The infringement of autonomy by the SOC's mental health evaluation requirement is great. The legitimate concerns of the non-maleficence principle can be protected with less infringement on the duty of respect for autonomy through careful patient-physician consultation and a thorough informed consent process, undertaken with the defeasible presumption of competence. Should the physician come to question a particular prospective patient's competence or [End Page 502] question the adequacy of that prospective patient's preparation, appropriate referrals to mental health professionals—and to community-based organizations, in the case of concerns about adequacy of preparation—should be given.
Therefore, the SOC's mental health evaluation requirement should be eliminated unless and until it is demonstrated that adult gender variant prospective patients are, as a category, significantly incapable of making autonomous choices in their own best interests. Further, Green (1999) asks: "if success is less (or failure greater) among the self-referred, should otherwise competent adults nevertheless have that autonomy of self-determination?" Even if it were to be demonstrated that adult gender variant prospective patients are, as a category, significantly incapable of making autonomous decisions in their own best interests, proponents of the SOC's mental health evaluation requirement would still need to argue convincingly that the principles of non-maleficence and beneficence override the principle of respect for autonomy in this area of medical policy-making. This is a high burden of proof, and until and unless it is met, the SOC's mental health evaluation requirement is unethical.
This is not an endorsement of "surgery on demand," not even the more moderate view that surgery is a right to be granted upon request. Nor do I support Susan Stryker's (1997) suggestion that the transsexual, rather than the psycho-therapist, should ultimately determine what will happen to the transsexual's body. Ultimately, decisions about whether to prescribe hormones and perform operations must be made by physicians—not prospective patients or mental health professionals—after careful patient-physician consultation and a thorough informed consent process.
1. By using an elective procedure as an analogy, I do not mean to suggest that medical interventions sought by gender variant people are elective. The SOC state: "Sex reassignment is not ‘experimental,’ ‘investigational,’ ‘elective,’ ‘cosmetic,’ or optional in any meaningful sense. It constitutes very effective and appropriate treatment for transsexualism or profound GID [gender identity disorder]" (Meyer et al. 2001, p. 18).

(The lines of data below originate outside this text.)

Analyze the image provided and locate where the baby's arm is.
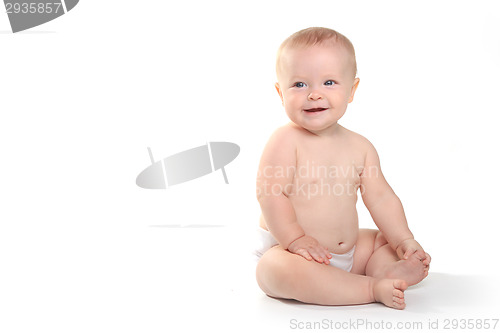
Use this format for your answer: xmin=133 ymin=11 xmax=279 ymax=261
xmin=361 ymin=142 xmax=430 ymax=265
xmin=257 ymin=127 xmax=331 ymax=264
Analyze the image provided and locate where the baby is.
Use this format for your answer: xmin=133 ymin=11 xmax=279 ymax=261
xmin=257 ymin=28 xmax=431 ymax=309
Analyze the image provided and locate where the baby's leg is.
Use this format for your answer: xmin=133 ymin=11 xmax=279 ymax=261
xmin=257 ymin=246 xmax=408 ymax=309
xmin=353 ymin=229 xmax=428 ymax=286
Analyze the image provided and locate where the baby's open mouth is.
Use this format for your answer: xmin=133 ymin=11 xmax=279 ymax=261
xmin=304 ymin=108 xmax=327 ymax=112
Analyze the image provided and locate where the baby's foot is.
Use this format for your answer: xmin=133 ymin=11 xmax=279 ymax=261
xmin=378 ymin=251 xmax=429 ymax=286
xmin=372 ymin=279 xmax=408 ymax=310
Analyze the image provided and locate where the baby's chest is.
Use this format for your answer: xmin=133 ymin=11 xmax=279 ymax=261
xmin=294 ymin=148 xmax=364 ymax=188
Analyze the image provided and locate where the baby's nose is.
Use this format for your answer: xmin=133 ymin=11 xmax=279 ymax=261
xmin=307 ymin=91 xmax=323 ymax=101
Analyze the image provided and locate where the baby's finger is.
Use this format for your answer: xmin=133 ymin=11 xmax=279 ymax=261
xmin=415 ymin=250 xmax=427 ymax=261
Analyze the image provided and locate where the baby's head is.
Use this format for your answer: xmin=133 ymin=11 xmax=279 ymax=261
xmin=276 ymin=28 xmax=359 ymax=132
xmin=276 ymin=27 xmax=358 ymax=77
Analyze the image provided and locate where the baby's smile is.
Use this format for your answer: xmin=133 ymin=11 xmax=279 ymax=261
xmin=304 ymin=108 xmax=328 ymax=113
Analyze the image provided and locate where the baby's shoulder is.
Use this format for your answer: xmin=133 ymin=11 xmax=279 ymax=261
xmin=343 ymin=127 xmax=374 ymax=152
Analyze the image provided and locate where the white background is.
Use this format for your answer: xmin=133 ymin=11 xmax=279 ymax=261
xmin=0 ymin=0 xmax=500 ymax=332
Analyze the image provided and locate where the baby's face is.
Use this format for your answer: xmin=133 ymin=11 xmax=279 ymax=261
xmin=276 ymin=45 xmax=359 ymax=134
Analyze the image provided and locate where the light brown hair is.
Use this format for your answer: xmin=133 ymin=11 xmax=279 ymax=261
xmin=276 ymin=27 xmax=357 ymax=76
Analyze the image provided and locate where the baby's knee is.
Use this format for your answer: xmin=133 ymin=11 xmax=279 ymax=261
xmin=373 ymin=231 xmax=388 ymax=251
xmin=256 ymin=249 xmax=293 ymax=297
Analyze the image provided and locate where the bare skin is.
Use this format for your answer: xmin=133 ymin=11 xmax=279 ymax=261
xmin=257 ymin=38 xmax=430 ymax=309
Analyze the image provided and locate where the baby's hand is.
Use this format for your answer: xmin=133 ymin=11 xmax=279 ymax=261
xmin=396 ymin=238 xmax=431 ymax=266
xmin=288 ymin=235 xmax=332 ymax=265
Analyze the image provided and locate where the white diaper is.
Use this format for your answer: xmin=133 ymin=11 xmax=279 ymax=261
xmin=254 ymin=227 xmax=356 ymax=272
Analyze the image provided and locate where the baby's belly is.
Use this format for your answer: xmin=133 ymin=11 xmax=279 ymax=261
xmin=291 ymin=197 xmax=359 ymax=254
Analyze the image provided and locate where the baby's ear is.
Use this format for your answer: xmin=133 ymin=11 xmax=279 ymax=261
xmin=274 ymin=82 xmax=285 ymax=106
xmin=349 ymin=78 xmax=359 ymax=103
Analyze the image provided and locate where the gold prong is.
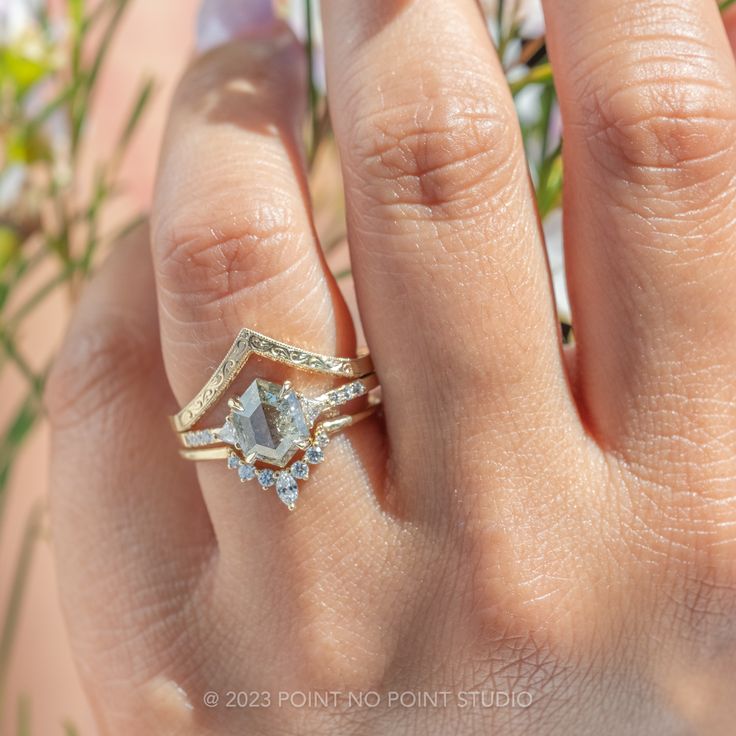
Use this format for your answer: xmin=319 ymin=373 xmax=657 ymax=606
xmin=227 ymin=396 xmax=243 ymax=411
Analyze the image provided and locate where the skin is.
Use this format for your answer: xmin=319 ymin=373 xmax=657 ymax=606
xmin=48 ymin=0 xmax=736 ymax=736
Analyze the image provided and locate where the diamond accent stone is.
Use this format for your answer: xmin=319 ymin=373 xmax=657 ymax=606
xmin=304 ymin=445 xmax=325 ymax=465
xmin=238 ymin=463 xmax=256 ymax=481
xmin=230 ymin=378 xmax=310 ymax=468
xmin=314 ymin=429 xmax=330 ymax=447
xmin=257 ymin=468 xmax=276 ymax=488
xmin=276 ymin=473 xmax=299 ymax=509
xmin=291 ymin=460 xmax=309 ymax=480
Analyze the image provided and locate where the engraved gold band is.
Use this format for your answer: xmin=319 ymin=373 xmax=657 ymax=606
xmin=171 ymin=327 xmax=373 ymax=432
xmin=171 ymin=328 xmax=380 ymax=509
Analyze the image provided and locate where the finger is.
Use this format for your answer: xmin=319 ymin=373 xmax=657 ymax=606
xmin=153 ymin=24 xmax=383 ymax=556
xmin=153 ymin=24 xmax=354 ymax=403
xmin=322 ymin=0 xmax=574 ymax=480
xmin=545 ymin=0 xmax=736 ymax=452
xmin=723 ymin=6 xmax=736 ymax=53
xmin=46 ymin=231 xmax=214 ymax=712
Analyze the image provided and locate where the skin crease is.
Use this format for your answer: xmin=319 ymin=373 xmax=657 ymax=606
xmin=48 ymin=0 xmax=736 ymax=736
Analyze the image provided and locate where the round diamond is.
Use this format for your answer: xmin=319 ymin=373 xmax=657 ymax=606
xmin=291 ymin=460 xmax=309 ymax=480
xmin=304 ymin=445 xmax=325 ymax=465
xmin=276 ymin=473 xmax=299 ymax=509
xmin=314 ymin=429 xmax=330 ymax=447
xmin=258 ymin=468 xmax=276 ymax=488
xmin=238 ymin=463 xmax=256 ymax=481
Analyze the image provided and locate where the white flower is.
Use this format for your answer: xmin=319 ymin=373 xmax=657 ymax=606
xmin=0 ymin=0 xmax=41 ymax=46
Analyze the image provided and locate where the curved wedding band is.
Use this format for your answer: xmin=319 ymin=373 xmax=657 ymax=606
xmin=171 ymin=328 xmax=380 ymax=509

2. By stressing independence, I do not mean to slight the importance of sociality or relationality in the formation of desires or the ability to act on desires, nor do I mean to endorse an individualist notion of autonomy. This should be clear from the contrast drawn in the body of this paper between the autonomous and the childlike, not between the autonomous and the social. For an argument that those who urge the removal of GID from the APA’s Diagnostic and Statistical Manual assume an individualist notion of autonomy, see Butler 2004.